Da quando io e mio marito abbiamo messo su famiglia, le nostre scelte in merito a quanti figli avere e quando averli, sono state spesso messe in discussione dagli altri. La decisione di avere la nostra prima figlia non fu logica, almeno non lo fu secondo i criteri del mondo. Avevamo ancora solo poco più di vent’anni. Mio marito, che si era da poco laureato, stava cercando un «vero lavoro». Avevamo delle entrate molto ridotte e nessuna assicurazione. Nonostante questo, l’impressione che degli spiriti aspettavano impazientemente di venire nella nostra famiglia era innegabile, così siamo andati avanti con fede.

Siamo stati benedetti con una buona gravidanza, una bellissima bambina e un lavoro fisso con una carriera sicura. Ero grata di poter stare a casa con mia figlia e gli altri tre figli che sono venuti. Ognuno di loro è stato portato nella nostra famiglia dopo aver ricevuto la forte impressione divina che era il momento giusto, ma questo non ha reso semplice spiegare agli altri il motivo per cui avevamo così tanti figli a poca distanza uno dall’altro.

Le molte domande che ricevo immancabilmente, spesso mettono in dubbio la mia decisione: «Perché così tanti?» «Vi rendete conto quanto costi crescere un figlio fino a diciotto anni?» «Riuscite veramente a dare a ogni figlio l’attenzione e le opportunità di cui ha bisogno?» E naturalmente «Avete finito?»

Spero che non abbiamo ancora finito, anche se gli anni in cui si fa da genitori a bambini piccoli sono intensi ed estremamente impegnativi dal punto di vista fisico, emotivo, intellettuale e spirituale. Ci sono giorni in cui i figli devono mangiare, ci sono da cambiare i pannolini, i piccoli devono essere calmati e ci sono nasi da soffiare, tutto nello stesso momento. In questi momenti mi interrogo sulla mia salute mentale e mi chiedo se so cosa sto facendo. In quei giorni la voce del mondo sembra ridere con sarcasmo, come se dicesse: «Te lo avevo detto!»
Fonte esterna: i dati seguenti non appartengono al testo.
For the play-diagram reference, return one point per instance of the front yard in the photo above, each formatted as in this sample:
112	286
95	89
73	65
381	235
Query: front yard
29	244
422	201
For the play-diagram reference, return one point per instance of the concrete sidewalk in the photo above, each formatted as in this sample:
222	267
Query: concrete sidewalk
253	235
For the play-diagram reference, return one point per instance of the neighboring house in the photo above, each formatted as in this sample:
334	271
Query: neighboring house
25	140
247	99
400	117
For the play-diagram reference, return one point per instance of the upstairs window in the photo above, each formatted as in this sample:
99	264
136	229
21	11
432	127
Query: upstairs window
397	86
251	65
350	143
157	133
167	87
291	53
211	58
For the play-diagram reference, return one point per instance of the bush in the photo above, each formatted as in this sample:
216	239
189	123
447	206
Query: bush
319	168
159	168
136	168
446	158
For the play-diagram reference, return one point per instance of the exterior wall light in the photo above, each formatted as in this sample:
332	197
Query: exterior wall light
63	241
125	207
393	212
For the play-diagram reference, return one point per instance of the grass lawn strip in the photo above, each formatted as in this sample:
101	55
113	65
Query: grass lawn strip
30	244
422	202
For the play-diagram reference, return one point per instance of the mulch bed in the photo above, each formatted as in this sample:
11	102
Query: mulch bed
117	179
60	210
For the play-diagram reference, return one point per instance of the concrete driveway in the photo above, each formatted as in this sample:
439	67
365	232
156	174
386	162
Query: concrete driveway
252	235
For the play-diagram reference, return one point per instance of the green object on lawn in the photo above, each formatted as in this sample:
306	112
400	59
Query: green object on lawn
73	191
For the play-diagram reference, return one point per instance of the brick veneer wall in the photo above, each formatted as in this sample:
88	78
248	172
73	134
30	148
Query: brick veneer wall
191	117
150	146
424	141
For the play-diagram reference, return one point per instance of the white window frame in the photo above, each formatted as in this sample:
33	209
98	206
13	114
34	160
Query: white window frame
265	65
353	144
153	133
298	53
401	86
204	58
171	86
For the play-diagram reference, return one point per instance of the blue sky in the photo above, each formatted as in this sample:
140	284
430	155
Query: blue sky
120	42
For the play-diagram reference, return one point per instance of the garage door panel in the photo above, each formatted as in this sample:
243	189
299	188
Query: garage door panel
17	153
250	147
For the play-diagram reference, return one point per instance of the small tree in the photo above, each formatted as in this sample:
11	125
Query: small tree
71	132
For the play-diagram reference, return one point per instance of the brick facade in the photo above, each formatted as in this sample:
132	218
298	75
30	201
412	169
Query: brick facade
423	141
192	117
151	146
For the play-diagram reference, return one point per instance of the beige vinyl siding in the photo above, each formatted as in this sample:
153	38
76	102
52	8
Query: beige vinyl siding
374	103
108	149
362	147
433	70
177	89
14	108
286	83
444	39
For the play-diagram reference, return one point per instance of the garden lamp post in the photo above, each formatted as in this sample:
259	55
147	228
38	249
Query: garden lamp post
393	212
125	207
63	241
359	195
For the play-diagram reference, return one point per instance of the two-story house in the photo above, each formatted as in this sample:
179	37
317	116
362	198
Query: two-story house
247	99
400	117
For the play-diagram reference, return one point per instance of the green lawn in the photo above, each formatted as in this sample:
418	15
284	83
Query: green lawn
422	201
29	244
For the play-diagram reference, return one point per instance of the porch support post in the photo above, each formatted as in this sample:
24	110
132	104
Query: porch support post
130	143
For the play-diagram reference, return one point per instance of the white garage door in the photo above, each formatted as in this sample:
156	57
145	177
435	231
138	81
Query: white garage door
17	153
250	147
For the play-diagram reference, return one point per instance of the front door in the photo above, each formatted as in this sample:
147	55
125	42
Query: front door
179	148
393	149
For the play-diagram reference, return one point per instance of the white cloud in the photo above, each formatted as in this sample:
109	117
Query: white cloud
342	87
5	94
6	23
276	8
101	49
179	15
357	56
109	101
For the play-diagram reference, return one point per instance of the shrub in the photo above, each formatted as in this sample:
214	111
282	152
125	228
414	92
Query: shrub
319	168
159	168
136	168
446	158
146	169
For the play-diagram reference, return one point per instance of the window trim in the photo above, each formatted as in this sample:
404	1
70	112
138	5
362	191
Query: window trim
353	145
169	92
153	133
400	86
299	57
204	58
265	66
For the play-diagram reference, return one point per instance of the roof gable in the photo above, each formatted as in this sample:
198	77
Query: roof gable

Ma quanto sono grata, durante quei momenti, per gli insegnamenti del vangelo di Gesù Cristo e il valore che esso dà alla famiglia. Ogni giorno mi affido ai principi del Vangelo insegnati dai profeti passati e presenti per sapere che il mio lavoro di madre, poiché è un lavoro, è la cosa più importante che potrei fare nella mia vita e ne vale ogni sforzo. In risposta a fervide preghiere, ricevo quotidianamente un’assistenza divina per fare ciò che mi viene richiesto in casa. Tramite le Sue tenere misericordie, un amorevole Padre in cielo permette a quei giorni di totale sfinimento di essere interrotti da momenti di gioia intensa.

Quindi, alla donna del supermercato e a tutti coloro che si chiedono perché dovrei voler dedicare il mio cuore e la mia anima a crescere dei figli, rispondo con orgoglio: «Sì, sono tutti miei; con gratitudine, con tutto il cuore e senza esitazione!»